School of Pharmacy, Sungkyunkwan University, Suwon 16419, Republic of Korea.
Department of Chemistry, Dongguk University, Seoul 100-715, Republic of Korea.
Bioorg Chem. 2019 Sep;90:103087. doi: 10.1016/j.bioorg.2019.103087. Epub 2019 Jul 2.
Natural products as antidiabetic agents have been shown to stimulate insulin signaling via the inhibition of the protein tyrosine phosphatases relevant to insulin resistance. Previously, we have identified PTPN9 and DUSP9 as potential antidiabetic targets and a multi-targeting natural product thereof. In this study, knockdown of PTPN11 increased AMPK phosphorylation in differentiated C2C12 muscle cells by 3.8 fold, indicating that PTPN11 could be an antidiabetic target. Screening of a library of 658 natural products against PTPN9, DUSP9, or PTPN11 identified chebulinic acid (CA) as a strong allosteric inhibitor with a slow cooperative binding to PTPN9 (IC = 34 nM) and PTPN11 (IC = 37 nM), suggesting that it would be a potential antidiabetic candidate. Furthermore, CA stimulated glucose uptake and resulted in increased AMP-activated protein kinase (AMPK) phosphorylation. Taken together, we demonstrated that CA increased glucose uptake as a dual inhibitor of PTPN9 and PTPN11 through activation of the AMPK signaling pathway. These results strongly suggest that CA could be used as a potential therapeutic candidate for the treatment of type 2 diabetes.

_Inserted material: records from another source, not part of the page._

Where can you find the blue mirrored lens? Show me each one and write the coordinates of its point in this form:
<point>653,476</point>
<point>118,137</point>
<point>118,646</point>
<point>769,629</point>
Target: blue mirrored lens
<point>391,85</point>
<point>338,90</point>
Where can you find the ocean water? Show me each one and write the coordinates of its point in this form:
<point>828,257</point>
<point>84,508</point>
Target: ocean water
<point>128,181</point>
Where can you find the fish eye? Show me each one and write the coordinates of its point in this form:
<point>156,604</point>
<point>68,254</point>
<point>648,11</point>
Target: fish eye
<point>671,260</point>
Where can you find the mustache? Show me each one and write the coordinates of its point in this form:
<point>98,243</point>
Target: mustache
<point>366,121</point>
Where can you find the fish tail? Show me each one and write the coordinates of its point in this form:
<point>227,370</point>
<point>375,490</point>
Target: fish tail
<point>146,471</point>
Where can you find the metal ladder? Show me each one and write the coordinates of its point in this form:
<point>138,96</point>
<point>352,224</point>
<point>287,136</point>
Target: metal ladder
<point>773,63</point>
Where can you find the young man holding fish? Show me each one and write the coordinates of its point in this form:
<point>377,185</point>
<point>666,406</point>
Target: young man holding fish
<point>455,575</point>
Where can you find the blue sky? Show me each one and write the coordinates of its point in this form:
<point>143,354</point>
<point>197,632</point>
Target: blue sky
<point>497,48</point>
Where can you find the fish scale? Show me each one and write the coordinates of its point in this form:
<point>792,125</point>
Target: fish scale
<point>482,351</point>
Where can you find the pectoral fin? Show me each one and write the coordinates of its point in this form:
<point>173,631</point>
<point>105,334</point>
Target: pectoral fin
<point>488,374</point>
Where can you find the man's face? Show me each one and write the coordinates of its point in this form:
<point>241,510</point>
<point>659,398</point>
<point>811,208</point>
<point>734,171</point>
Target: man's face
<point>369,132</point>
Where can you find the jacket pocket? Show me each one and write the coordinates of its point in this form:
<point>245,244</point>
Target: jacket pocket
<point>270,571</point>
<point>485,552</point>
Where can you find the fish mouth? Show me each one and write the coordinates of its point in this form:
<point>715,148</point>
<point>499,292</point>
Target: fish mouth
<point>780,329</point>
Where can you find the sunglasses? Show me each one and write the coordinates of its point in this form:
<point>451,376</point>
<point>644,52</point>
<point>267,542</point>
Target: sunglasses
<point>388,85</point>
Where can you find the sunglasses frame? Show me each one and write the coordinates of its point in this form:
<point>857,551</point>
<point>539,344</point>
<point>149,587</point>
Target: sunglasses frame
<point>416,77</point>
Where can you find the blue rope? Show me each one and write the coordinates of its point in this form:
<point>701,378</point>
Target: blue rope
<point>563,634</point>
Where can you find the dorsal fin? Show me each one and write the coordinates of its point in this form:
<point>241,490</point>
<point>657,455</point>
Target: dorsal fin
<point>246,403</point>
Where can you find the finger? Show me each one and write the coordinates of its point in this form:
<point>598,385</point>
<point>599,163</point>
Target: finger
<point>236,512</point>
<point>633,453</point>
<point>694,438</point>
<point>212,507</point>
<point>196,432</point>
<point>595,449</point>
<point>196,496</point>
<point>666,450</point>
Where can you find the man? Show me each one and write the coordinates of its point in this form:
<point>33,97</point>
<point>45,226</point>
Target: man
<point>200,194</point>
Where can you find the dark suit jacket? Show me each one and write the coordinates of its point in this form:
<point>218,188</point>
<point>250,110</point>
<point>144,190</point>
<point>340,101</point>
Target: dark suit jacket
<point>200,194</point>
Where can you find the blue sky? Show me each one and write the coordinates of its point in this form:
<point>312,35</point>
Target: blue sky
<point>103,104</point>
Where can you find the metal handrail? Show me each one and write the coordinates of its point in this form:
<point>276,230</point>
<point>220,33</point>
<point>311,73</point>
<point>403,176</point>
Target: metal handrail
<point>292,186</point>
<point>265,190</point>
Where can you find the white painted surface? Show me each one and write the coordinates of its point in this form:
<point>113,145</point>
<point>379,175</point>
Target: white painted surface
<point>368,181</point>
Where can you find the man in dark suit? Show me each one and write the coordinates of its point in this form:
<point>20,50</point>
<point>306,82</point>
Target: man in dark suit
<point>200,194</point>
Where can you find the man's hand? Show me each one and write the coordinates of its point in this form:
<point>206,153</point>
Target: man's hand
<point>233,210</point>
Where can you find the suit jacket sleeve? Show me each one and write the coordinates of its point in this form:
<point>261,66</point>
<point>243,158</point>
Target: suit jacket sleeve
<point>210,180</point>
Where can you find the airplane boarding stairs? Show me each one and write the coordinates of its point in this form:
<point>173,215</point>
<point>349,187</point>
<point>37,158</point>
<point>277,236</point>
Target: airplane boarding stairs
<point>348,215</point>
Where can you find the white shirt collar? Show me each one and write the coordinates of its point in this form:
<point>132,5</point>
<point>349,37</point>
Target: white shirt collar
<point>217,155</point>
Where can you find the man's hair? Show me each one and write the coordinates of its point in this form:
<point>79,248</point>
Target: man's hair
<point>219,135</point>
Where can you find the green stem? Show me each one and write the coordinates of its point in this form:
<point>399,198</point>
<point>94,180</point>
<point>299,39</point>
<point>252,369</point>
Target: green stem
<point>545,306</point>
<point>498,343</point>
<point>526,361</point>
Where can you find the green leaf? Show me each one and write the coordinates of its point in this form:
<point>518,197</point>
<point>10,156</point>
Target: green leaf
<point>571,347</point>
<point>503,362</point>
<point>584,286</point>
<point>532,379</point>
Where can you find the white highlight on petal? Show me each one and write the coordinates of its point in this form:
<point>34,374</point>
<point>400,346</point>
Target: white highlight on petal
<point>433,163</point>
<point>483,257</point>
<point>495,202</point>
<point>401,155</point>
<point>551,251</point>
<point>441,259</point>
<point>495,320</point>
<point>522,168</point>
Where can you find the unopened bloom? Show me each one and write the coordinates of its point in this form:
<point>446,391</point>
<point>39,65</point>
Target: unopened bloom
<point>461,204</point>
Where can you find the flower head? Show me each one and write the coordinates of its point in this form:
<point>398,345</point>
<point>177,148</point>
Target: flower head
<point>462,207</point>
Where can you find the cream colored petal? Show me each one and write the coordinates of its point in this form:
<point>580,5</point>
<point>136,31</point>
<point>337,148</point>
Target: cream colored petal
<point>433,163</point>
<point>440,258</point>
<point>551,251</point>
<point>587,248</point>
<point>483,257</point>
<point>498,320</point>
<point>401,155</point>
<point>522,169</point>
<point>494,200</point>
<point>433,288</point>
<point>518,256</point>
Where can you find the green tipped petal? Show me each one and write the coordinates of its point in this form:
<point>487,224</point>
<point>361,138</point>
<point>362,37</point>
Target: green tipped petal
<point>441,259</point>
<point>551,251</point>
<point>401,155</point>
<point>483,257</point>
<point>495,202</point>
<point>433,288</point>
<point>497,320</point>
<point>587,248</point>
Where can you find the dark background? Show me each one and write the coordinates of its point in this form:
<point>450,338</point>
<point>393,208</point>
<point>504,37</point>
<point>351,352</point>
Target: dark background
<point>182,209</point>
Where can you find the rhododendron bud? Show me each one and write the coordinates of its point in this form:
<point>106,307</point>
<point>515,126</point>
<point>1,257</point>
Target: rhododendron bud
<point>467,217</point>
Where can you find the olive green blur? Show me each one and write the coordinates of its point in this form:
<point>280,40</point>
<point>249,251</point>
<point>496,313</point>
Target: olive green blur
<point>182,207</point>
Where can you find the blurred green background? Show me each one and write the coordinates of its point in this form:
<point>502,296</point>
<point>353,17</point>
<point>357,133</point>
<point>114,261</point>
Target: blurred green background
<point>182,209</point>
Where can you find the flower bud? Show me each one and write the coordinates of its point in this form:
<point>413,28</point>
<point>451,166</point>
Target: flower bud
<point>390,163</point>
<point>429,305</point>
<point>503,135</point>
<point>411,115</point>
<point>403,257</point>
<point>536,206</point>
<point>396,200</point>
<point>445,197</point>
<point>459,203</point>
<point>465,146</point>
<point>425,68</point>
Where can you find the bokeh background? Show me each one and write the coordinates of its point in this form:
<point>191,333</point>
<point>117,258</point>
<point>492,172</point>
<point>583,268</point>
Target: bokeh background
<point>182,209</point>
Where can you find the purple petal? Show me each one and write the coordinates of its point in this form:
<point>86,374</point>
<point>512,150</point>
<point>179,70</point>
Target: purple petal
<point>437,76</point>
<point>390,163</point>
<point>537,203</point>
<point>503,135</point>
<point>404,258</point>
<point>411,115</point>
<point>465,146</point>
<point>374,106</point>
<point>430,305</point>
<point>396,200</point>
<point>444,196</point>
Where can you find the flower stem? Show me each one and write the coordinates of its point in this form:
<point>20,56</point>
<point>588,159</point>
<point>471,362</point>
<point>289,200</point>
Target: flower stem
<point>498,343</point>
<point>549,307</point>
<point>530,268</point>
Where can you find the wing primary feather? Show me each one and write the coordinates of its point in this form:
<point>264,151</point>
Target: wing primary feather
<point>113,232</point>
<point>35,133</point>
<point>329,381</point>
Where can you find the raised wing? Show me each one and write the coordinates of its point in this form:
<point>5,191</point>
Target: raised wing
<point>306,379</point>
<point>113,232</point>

天然产物作为抗糖尿病药物已被证明通过抑制与胰岛素抵抗相关的蛋白酪氨酸磷酸酶来刺激胰岛素信号。先前,我们已经确定 PTPN9 和 DUSP9 为潜在的抗糖尿病靶标及其多靶向天然产物。在这项研究中,PTPN11 的敲低使分化的 C2C12 肌肉细胞中的 AMPK 磷酸化增加了 3.8 倍,表明 PTPN11 可能是抗糖尿病靶标。针对 PTPN9、DUSP9 或 PTPN11 的 658 种天然产物文库的筛选鉴定出诃子酸 (CA) 是一种强的变构抑制剂,对 PTPN9(IC=34 nM)和 PTPN11(IC=37 nM)具有缓慢的协同结合作用,提示其可能是一种潜在的抗糖尿病候选物。此外,CA 刺激葡萄糖摄取并导致 AMP 激活的蛋白激酶 (AMPK) 磷酸化增加。综上所述,我们证明 CA 通过激活 AMPK 信号通路作为 PTPN9 和 PTPN11 的双重抑制剂增加葡萄糖摄取。这些结果强烈表明 CA 可作为治疗 2 型糖尿病的潜在治疗候选物。